When it's 90-plus degrees out, and the humidity is so thick that you can scoop it with a soup spoon, who wants a heavy meal? Who wants, come to think of it, soup?
But…wait a minute. What about gazpacho?
The soup of Spanish summers is an Andalusian godsend when the heat is on, a veritable cornucopia that refreshes and nourishes. It's vitamin-rich, low fat, high in dietary fiber and, in its most famous form, cholesterol free.
And, you know, it's served chilled. When it's 90-plus out, that hits the spot.
Don't know gazpacho from green beans? Here are four quick facts about this indispensable soup that some call a "liquid salad."
It's been around for centuries
It's generally accepted that gazpacho originated in the southern part of Spain, in the Andalusia region. It began as a simple dish, with simple ingredients like bread and vinegar and garlic and olive oil and salt.
It's mentioned as a kind of working man's food in the seventh-century novel "Don Quixote" (or, more fully "The Ingenious Gentleman Don Quixote of La Mancha," or, in Spanish, "El Ingenioso Hidalgo Don Quijote de la Mancha"). In the novel, Sancho Panza says, "I'd rather get my fill of gazpacho then be subject to the misery of an impertinent doctor that kills me with hunger."
The dish evolved over centuries, most notably when the Spanish brought tomatoes back from the Andes in the 1500s (though Italian Christopher Columbus may have brought them back to Spain and thrown them in a soup a little earlier). Cucumbers (from India), peppers and other vegetables followed, and soon variations on it emerged all over Spain.
A green gazpacho made with fennel and cucumbers. (Photo: cyclonebill/flickr)
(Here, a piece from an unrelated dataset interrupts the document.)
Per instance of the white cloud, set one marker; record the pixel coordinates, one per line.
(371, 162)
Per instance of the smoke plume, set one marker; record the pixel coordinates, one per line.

There's more than one kind of gazpacho
The tomato gazpacho is the one known most widely. It's also known as "red" gazpacho or gazpacho Andaluz. This, from andalucia.com, which bills itself as the "premier online guide for useful information about Andalucia and Southern Spain":
"The original mixture is supplemented here with large quantities of [tomato] and smaller proportions of cucumber and green pepper. It is served garnished with green pepper, hard boiled egg, fried bread, onion, tomato and cucumber, everything being finely chopped."
There's a white gazpacho, too, with white garlic and almonds, often with fruits like grape, melon or apple included. And then there's green gazpacho, with green vegetables, parsley and the like. Other variations include meat or fish.
In real gazpacho, stale bread is a key ingredient
The first mentions of the soup almost always noted the inclusion of days-old bread, probably from the times Roman soldiers carried bread on long treks. Like many cultures the world over, the Spanish find ways to incorporate ingredients in their cooking that otherwise may be considered past their use.
In one of the earliest preparations, and one that continues to this day in parts of Andalusia, the stale bread is soaked, in either vinegar or water, to make it more palatable. It’s then added to garlic, vinegar, olive oil and salt in a big mortar to make a paste.
Some accounts believe that Columbus took this paste on his long voyages to the new world. Traditionally, workers in the field would take a break from the summer heat to eat it. Again, from andalucia.com:
“Each of the [men] has his own spoon. Gathered around the large bowl, they follow an ancient ritual whereby they approach after each other and then 'step back" at the moment of eating.'"
That was the beginning of gazpacho. And it’s grown from there.
It's not hard to make
Befitting its humble roots, gazpacho can be made very simply. Some recipes call for green peppers and tomatoes to be cooked a little so they can be peeled, cored, and their seeds removed. Others just have you stick it all in a blender, maybe strain it to remove the seeds, season it and let 'er rip.
You have to let it chill for a while, maybe as long as overnight, although it shouldn't be served icy cold. Still, the actual preparation of the dish should come in at well under an hour. Under a half-hour in many recipes.
The most difficult part of making gazpacho (other than finding the freshest of ingredients) is the chopping, dicing and mincing of ingredients. And getting the ingredients in the right ratios.
Gazpacho should be coarse, but not thick. It should be liquid, but not runny. If it's not thick enough, many recipes suggest more bread (old bread, if you have it). If it's too thick, some tomato juice or chilled water should do the trick.
Gazpacho now is mostly served before a meal, though in Spain they sometimes eat it before dessert, too. Whatever the case, a big bowl of gazpacho, seasoned exactly right (another trick that takes time to learn), can be a meal unto itself. It can be an astonishingly healthy, deliciously cool way to end a sizzling summer day.